Sex-craved North Carolina House Speaker Tim Moore drew himself a congressional district

First the bad news: North Carolina Republicans went on a gerrymandering orgy, redrawing the districts in such a way that a 50/50 state that currently has 7 Democrats and 7 Republicans in Congress, will now have 10 or 11 Republicans and 3 or 4 Democrats. It’s the most blatant current gerrymander anywhere in the country.
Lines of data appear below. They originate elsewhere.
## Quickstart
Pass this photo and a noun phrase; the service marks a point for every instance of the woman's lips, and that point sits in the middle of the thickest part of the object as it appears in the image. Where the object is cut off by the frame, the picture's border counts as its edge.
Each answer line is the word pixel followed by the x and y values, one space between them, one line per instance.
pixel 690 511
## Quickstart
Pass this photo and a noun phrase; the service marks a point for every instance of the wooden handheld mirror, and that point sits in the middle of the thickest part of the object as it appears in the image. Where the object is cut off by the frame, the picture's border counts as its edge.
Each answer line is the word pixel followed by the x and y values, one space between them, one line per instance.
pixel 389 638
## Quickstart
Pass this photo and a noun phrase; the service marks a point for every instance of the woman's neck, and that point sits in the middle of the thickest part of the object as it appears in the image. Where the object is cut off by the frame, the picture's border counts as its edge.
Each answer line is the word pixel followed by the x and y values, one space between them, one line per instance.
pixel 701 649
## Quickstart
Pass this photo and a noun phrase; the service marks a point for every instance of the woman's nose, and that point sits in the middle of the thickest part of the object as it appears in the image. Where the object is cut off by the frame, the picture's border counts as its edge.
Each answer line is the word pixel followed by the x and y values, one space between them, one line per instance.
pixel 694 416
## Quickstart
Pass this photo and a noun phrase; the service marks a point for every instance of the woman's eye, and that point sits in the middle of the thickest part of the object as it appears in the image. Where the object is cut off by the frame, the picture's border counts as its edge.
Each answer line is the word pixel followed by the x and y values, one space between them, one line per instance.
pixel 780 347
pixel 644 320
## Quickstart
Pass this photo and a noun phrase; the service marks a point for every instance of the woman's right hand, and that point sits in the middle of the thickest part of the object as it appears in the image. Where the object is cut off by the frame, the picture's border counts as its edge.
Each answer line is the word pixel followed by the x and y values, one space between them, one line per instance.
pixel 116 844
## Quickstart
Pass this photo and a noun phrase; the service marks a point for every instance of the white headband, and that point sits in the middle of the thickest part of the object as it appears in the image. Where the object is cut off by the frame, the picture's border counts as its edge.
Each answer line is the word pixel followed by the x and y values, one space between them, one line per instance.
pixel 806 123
Jeff Jackson, Wiley Nickel, Kathy Manning and possibly Don Davis (a worthless Blue Dog who consistently votes against progressive positions) were all put into districts with Republican majorities. “Republicans,” reported the NY Times, “openly acknowledged the advantage they were drawing for themselves. ‘There’s no doubt that the congressional map that’s before you today has a lean towards Republicans,’ State Representative Destin Hall, the chairman of the redistricting committee, said on the floor, while adding that legislators had ‘complied with the law in every way.’” That will be up to the courts to decide, although the North Carolina Supreme Court is a bunchful of partisan hacks, so this is going to have to go to the Supreme Court… eventually. It's too much of a stretch to imaginbe this will bee ameliorated in time for the 2024 elections.



Kareem Crayton, the senior director for voting and representation at the Brennan Center for Justice, said the map was “among the most radical examples of gerrymandering that we’ve seen certainly this cycle.”
The new map and the events that led to it illustrate both the power of gerrymandering to render voters’ preferences electorally irrelevant, and the extent to which control of the House is being determined by courts’ interpretation of what lines are permissible.
…Crayton said lawyers would need more time to analyze the new North Carolina map and the drawing process to determine whether there were viable legal or constitutional arguments against it, given that the current North Carolina Supreme Court has shown it is not receptive to complaints against partisan gerrymandering.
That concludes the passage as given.